Integrating Palliative Aware Care for Caregivers of Children Living with Serious Medical Conditions
Children and families affected by serious medical conditions face considerable challenges in navigating the medical and psychosocial aspects of complex chronic illness management. They experience anticipatory grief, isolation, a loss of agency and control, a fear of being misunderstood by their child’s medical team, the burden of decision-making and a fear of decisional regret, all while seeking to be a ‘good parent’ to their child. Palliative medicine principles including an emphasis on serious illness communication and clarification of family values have significant positive impacts on families as they find their way through each step of their journey. While specialty pediatric palliative medicine is available at many institutions, there is also a need to improve palliative-aware skills of all clinicians and expand parent support resources. Freely available digital tools from Courageous Parents Network (CPN; CourageousParentsNetwork.Org) are well-suited to fill this gap, serving as concrete clinical resources for clinicians to help provide anticipatory guidance, as well as a source of perspective for families who care for children with serious medical conditions. These resources are collaboratively developed by clinicians -- who root the content in evidence and clinical expertise -- and parents who add human dimension and illuminate the content with their lived experience as caregivers to their child.
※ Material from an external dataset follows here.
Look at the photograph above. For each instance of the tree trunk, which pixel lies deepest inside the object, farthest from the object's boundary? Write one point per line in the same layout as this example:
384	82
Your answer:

Co-led by two parent caregivers and a pediatric psychologist, Chrissy Salley, Ph.D., CPN’s Director of Clinician Engagement & Outreach, this session will begin with a brief overview of the invisible psychosocial impact of pediatric illness on parent caregivers and the vital role of primary palliative care to fortify them. It will transition to a demonstration of CourageousParentsNework.org, including the Clinician/Educator Portal. Participants will then be divided into 3 breakout rooms (or more if needed), each focusing on a different case. In each group, participants will consider the needs of the child and parents, how best to clinically meet those needs, and how to incorporate the Courageous Parents Network resources into communications and care. These resources will be utilized to help answer 3 key questions about the case. The session will conclude with the participants reconvening to share their primary takeaways and ask questions.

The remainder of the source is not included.